Y la tercera, y quizá la más compleja de abordar, fue la baja rentabilidad del sector provocada por un ciclo económico incierto y una política monetaria de muy bajos tipos de interés que se prolongó más tiempo del deseado para frenar el temor a una espiral deflacionista. Una rentabilidad que ni siquiera cubría el coste de capital y que, lógicamente, no solo generaba un escaso interés a los inversores, sino que limitaba cualquier intento por crecer, por invertir en desarrollos tecnológicos o de multiplicar el esfuerzo por demostrar la contribución social del sector.
Sin embargo, tras más de diez años gestionando un entorno tan complejo, la industria bancaria española ha sido capaz de adaptarse y sobreponerse con solvencia y eficacia (no en vano, la banca española es de las más eficientes de la zona Euro).
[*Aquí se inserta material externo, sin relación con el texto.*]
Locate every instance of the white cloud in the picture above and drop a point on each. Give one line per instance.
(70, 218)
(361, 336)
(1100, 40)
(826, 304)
De esta manera, el sector vuelve a emerger como un símbolo de cambio marcado por la reacción en tiempo real del sector durante la crisis del COVID, facilitando que las empresas y el empleo se mantuvieran estables durante la crisis sanitaria, lo que marcó un punto de inflexión en el reconocimiento social del sector.
El aumento de los tipos de interés provocado por el repunte inflacionista en la Unión Europea ha vuelto a normalizar la rentabilidad del sector, un factor imprescindible para poder afrontar una nueva fase de la transformación digital basada en el impulso de la inteligencia artificial y la trasformación sostenible de nuestra economía.
Sin embargo, la guerra en Ucrania, la aceleración de la crisis climática, la adopción de la Ley de Reducción de la Inflación en Estados Unidos y el reconocimiento de que el PIB europeo ha disminuido en comparación con Estados Unidos y China, ha propiciado que la Comisión Europea se haya empeñado en promover la competitividad de la región. En este sentido, la banca pueda jugar un rol trascendental para fortalecer la competitividad de nuestra economía y contribuir a la autonomía estratégica europea en ámbitos tan relevantes como la defensa, la energía o la industria.
Mientras en la UE se debate sobre la necesidad de impulsar el Mercado Único de Capitales y la creación de la Unión Bancaria en la que los capitales circulen en función de las necesidades, con el fin de optimizar su uso y garantizar que los ahorros de un Estado miembro puedan financiar una inversión en otro Estado miembro, no puede dejarse a un lado la relevancia de la financiación bancaria, que actualmente representa el 79% de las necesidades corporativas en Europa, frente al 39% en Estados Unidos. Por ello, en lugar de cuestionar y tasar de manera arbitraria los beneficios del sector y continuar encorsetando el alcance de la banca con una férrea regulación financiera, se debería de entender que solo promoviendo la competitividad del sector e impulsando una revisión del marco regulatorio para hacerlo más sencillo, comprensivo, estratégico y adaptable, España y la UE estarán en condiciones de financiar las necesidades futuras de nuestro continente, garantizar la soberanía económica e industrial y contribuir al éxito de la transición ecológica para seguir siendo líderes en la reducción de emisiones de CO2.
La alternativa a este escenario supone condenar al sector a mantenerse al margen de esta transformación y encerrase en un modelo de negocio que, por el envejecimiento de la población, estará forzado a limitarse fundamentalmente a la gestión de depósitos y la intermediación de pagos. Y aunque es muy probable que la banca vuelva a reinventarse, incluso en este escenario tan adverso, es un riesgo que no debería de asumirse por el bien del sector y por el futuro de España y de Europa.